These scripts were used to evaluate the impact of FASTQ file read order on structural variation (SV) calling from long-read DNA sequencing data.
Note: The yaml directory includes conda yaml environment files. I recommend using conda to install the required software using these files. The required tools and the versions we tested are listed below:
- Snakemake (v.7.25.0)
- Picard (v.2.27.5)
- SAMtools (v1.9)
- Note: SAMTools >= v1.10 didn't work with the NGMLR alignments
- pybedtools (v.0.9.0)
- seq-shuff
- Aligners
- SV Callers
Several files were too large to include here and need to be downloaded or created.

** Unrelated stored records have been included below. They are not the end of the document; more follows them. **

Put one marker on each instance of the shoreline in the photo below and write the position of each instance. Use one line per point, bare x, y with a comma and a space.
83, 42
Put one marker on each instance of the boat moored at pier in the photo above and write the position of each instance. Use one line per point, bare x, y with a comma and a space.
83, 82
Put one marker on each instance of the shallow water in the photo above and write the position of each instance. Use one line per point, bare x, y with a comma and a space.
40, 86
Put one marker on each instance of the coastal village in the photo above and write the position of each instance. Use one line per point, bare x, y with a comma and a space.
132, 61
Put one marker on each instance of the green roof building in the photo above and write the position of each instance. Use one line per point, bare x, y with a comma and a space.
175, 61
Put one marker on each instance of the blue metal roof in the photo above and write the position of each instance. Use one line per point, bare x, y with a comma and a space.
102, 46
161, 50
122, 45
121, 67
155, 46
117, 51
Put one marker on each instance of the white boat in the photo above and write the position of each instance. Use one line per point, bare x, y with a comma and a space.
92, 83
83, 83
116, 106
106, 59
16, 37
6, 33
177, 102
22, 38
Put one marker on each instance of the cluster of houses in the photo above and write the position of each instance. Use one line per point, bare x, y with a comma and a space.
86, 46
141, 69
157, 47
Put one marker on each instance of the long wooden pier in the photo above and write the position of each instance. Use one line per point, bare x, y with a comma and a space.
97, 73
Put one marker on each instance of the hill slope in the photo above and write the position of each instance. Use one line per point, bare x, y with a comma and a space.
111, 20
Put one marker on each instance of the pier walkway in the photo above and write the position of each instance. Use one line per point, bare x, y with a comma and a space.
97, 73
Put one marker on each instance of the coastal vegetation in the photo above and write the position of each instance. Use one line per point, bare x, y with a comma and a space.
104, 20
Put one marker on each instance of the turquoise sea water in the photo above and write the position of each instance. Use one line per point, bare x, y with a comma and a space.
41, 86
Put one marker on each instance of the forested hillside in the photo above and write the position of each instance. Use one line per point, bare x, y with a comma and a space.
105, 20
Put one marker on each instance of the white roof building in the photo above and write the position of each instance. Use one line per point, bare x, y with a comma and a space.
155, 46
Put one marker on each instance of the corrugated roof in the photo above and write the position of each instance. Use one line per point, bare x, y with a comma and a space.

- The blasr sawriter command was used to generate suffix array files and NGMLR indexes that were required for pbmm2/pbsv
- The Snakemake pipeline expects them to be in the following directories:
- 0_reference_includes/reference/c_elegans.PRJNA13758.WS263.genomic.fa-enc.2.ngm
- 0_reference_includes/reference/c_elegans.PRJNA13758.WS263.genomic.fa-ht-13-2.2.ngm
- 0_reference_includes/reference/c_elegans.PRJNA13758.WS263.genomic.fa.sa
- arabidopsis/0_reference_includes/reference/GCF_000001735.4_TAIR10.1_genomic.fa
- arabidopsis/0_reference_includes/reference/GCF_000001735.4_TAIR10.1_genomic.fa-enc.2.ngm
- arabidopsis/0_reference_includes/reference/GCF_000001735.4_TAIR10.1_genomic.fa-ht-13-2.2.ngm
- The Snakemake pipeline expects them to be in the following directories:
- C. elegans PacBio sequencing data
- PacBio sequencing data from the Caenorhabditis elegans Natural Diversity Resource
- PacBio sequencing data for the N2 reference strain
- A. thaliana sequencing data are available from BioProject PRJNA779205
The Snakefile contains the code to run the pipeline. A second Snakefile contains the instructions required to perform the subsampling steps. The rule resources are based on our high performance computing cluster and may need to be optimized for other systems.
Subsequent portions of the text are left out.